Ecco allora il significato duplice del Tempio; la sua costruzione è eterna (perfezionamento morale dell’uomo), ma eterno come si vedrà, è pure l’architetto ed eterna è la sua opera. Come il Grande Architetto, pertanto, trae il mondo ab aeterno dai supremi archetipi, così l’azione dell’uomo deve adeguarsi alla creazione, in cui il supremo Architetto attua se stesso in un ritmo infinito. La creazione è, dunque, eterna e sempre in atto; essa non è mai compiuta; bonum est diffusivum sui, il bene si diffonde necessariamente, così come la luce è tale solo in quanto illumina e non può che illuminare.
Ma è lecito a noi massoni dare una siffatta interpretazione dell’opera creatrice del Grande Architetto in armonia con il corrispondente perfezionamento morale dell’uomo? Se è certo, infatti, che ai fratelli è lasciata la più ampia libertà d’interpretazione sul Grande Architetto e sui suoi attributi, non dovrebbe essere lecito proporre in questa sede una dottrina specifica in merito; una dottrina che si presenta, almeno nell’apparenza, particolarmente suggestiva. A questo punto, devo però precisare che non pretendo affatto d’imporre una determinata concezione dell’universo, della divinità stessa e dell’uomo. Ciò, date le premesse, non sarebbe né possibile, né lecito. Se, pertanto, non intendo imporre una determinata visione del mondo e dell’uomo – dell ‘uomo, intendo dire, la cui attività si adegui all’opera eterna del Grande Architetto – non posso, d’altra parte, esimermi dal rilevare come, attraverso l’opera e la dottrina dei più grandi esponenti del pensiero massonico nel periodo della sua più luminosa fioritura, tra la fine del Settecento e i primi decenni dell’Ottocento, si sia andata sviluppando con mirabile continuità evolutiva il presupposto filosofico di detta dottrina: una dottrina che è senz3altro, a mio parere, la più esaltante a maggior gloria del G.A.D.U., dell’uomo e della sua opera; la più conforme alla dignità di quest’ultimo e del suo inesauribile compito nella vita e nella storia.

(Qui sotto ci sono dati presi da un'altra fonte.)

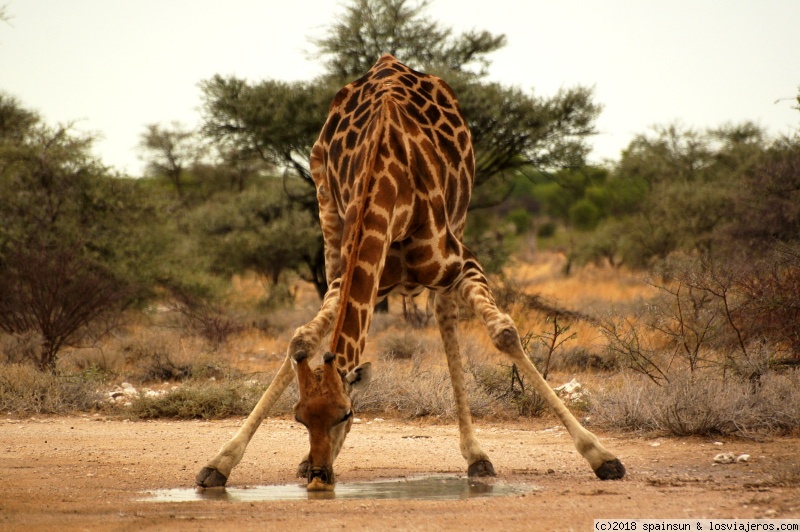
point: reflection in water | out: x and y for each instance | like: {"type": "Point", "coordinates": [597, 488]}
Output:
{"type": "Point", "coordinates": [423, 488]}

Del resto il significato iniziatico dell’Oriente Eterno sta appunto in questo; è un Oriente cui non si contrappone alcun occidente. Il sole splende nell’infinito e la sua luce è perenne creazione. Esso splende nelle tenebre; ma è attraverso le tenebre che noi acquistiamo coscienza della luce, come attraverso la luce acquistiamo coscienza delle tenebre, luce e tenebre si condizionano dialetticamente, perché dove non vi contrasto non vi è lotta; non vi è la pienezza della vita, ma la stasi della morte. Nel contrasto dialettico il polso dell’uomo batte all’unisono con il polso stesso della divinità. Perenne creazione e perenne azione, dunque, tanto in Dio quanto nella vita e nel perfezionamento morale dell’uomo, la cui suprema dignità sta appunto nell’inesauribile tensione verso tale elevazione spirituale. L’uomo può elevarsi o degradarsi – e questo l’aveva già intuito Pico della Mirandola – ma in ciò appunto consiste la sua dignità. Quasi fosse un divino artefice, egli plasma liberamente la propria effige spirituale: “in quam malueris tute formam effingas”. Dio, d’altra parte, è assoluta libertà creatrice; egli deve necessariamente manifestarsi. Necessità e libertà in Dio coincidono; il creare appartiene alla sua autentica natura ed è singolare come a tutto questo si accompagni l’esaltazione dell’uomo e della sua dignità.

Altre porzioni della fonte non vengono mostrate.